Backups have always been a thing that I have half arsed and until now not got a complete solution that I was happy with. My previous solution was just to backup stuff onto a separate hard-drive in my PC every once in a while, no automation but a backup copy is better than nothing. But with the news that OVH lost 2 data-centres (https://www.theregister.com/2021/03/10/ovh_strasbourg_fire/) it was time to take the effort and get it sorted.
- Have a persistent notification that backups are working form the desktop toolbar. If the backups fail silently or require me to tail log files there is a good change I will not notice till it is too late.
- A good backup is only as good if you can restore it. Otherwise congrats on your terabyte blob of random data. This means that I would like to be able to see the files or use linux native tools (tar, unzip etc) to unpack archives. No custom format that only a single tool can read.
- Automated, once setup I want it to be able to be able to forget and not worry knowing that backups are happening
- Aim for the 3-2-1 backup strategy. This is the process of having 3 copies of the data on 2 different types of media and one to be offsite
- A copy has to remain in my house while one can live off site
After looking around at lots of tools but in the end instead of trying something new I went with what I already have set up in my house and just extended it to fit the needs of the above aims.
First (and most important) sync from my PC to some storage on my network I went with Nextcloud. I have had a Nextcloud server for around 4+ years but apart from some experiments and sharing some documents it has not been used. The new setup has Nextcloud hosted in docker with the storage mounted to a RAID 5 ZFS pool this should guarantee that integrity of the backup data. Another benefits of using Nextcloud is that I can get my phone to sync the high quality photos with no extra charge (urg thanks google)
Now with all the data in Nextcloud I have 2 copies of the data but if some disaster happens and I lose both the PC and the server it would be nice to have the data in some off-site location.
Again here there are many different solutions for off-site backups but the main concern is that I did not want to do deep analytics on my data and 200GB worth of photos (*looking at you Google, Microsoft). I also did not want to have another server to manage, the best bet is to use a storage provider that charges you for data. The solution I went with Backblaze B2 storage it has a s3 compatible API and was way cheaper the S3
To backup from Nextcloud to Backblaze I use the well used tool Rclone that is a command line tool that supports many different providers including Backblaze.
The following diagram shows the data flow from all my servers more on the other servers later. You might notice a familiar naming scheme for my computers.
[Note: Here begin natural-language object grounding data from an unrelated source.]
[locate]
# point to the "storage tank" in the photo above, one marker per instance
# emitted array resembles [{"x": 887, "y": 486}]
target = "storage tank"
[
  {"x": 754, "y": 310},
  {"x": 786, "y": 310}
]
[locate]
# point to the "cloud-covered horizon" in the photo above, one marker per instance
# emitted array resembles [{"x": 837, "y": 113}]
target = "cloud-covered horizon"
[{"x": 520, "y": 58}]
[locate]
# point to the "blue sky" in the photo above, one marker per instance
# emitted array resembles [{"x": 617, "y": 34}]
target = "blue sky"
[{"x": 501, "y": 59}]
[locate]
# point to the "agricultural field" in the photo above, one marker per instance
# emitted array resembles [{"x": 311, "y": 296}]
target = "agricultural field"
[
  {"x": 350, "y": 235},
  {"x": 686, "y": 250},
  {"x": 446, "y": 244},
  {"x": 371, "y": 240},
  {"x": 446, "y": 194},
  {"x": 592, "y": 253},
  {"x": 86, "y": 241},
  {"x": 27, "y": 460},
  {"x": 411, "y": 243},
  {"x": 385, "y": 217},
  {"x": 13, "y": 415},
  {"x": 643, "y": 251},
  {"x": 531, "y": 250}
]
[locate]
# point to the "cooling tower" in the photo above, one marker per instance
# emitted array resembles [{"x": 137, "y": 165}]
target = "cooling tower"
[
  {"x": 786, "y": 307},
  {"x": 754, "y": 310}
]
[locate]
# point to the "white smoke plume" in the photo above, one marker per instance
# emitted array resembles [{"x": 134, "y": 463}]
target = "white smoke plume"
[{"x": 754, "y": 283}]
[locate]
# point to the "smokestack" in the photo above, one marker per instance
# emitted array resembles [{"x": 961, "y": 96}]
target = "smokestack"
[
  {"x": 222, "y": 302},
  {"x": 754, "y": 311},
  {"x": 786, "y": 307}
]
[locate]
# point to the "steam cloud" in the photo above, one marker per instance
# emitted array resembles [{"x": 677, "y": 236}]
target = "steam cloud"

To automate the Rclone backups I wrote based on some Reddit comments and a simple cron-tab script. The main part of the Rclone part of the script is the "--use-json-log" and "--log-file" This will write the Rclone logs to a file in a json format more on this later.
#!/bin/bash mkdir -p /var/log/rclone now=`date +%F` if pidof -o %PPID -x “rclone-backup.sh”; then exit 1 fi rclone sync /storage-pool/nextcloud nextcloud-backup:excptionerror-io-nextcloud --use-json-log --log-level INFO --log-file=/var/log/rclone/nexcloud-backup-$now.log previous=`date --date='30 days ago' +%F` rm -f /var/log/rclone/nexcloud-backup-$previous.log 2>&1 exit
While that completes the "User" data portion of backups I run some other services from git servers to a custom gallery and the password manager Bitwarden. These are all running as containerised services with their data volume mounted to some directories. While these are running services they are only used by me and if the data died it would not be a great loss as I could reconstruct the data from other sources. With that being the case I decided to back this data up straight to Backblaze and just have a single remote copy.
Excellent I have now automated my backups to backblaze but how to monitor that rclone is working and get some stats around upload speed and progress uploaded. While I could SSH into the server tail the logs to see if this is working I wanted a visual way to see the progress.
Since I already had an ELK stack working and configured I added an additional config to filebeat to look at the RClone logs. By having the logs in the json format it only took about 1 hour of building some simple visualizations in Kibana so that I could have this simple dashboard that can monitor backups. In the future I will configure alerting to send me a email if the backups do not happen
It's not the most impressive dashboard but at a glance I can see if all the servers are backing up the data.
While this is not a complete solution and there are many small improvements I will fix in the future this is much better than what I once had. The final point is that with storing around 250GB of data it will cost around £20 a year which is not bad going.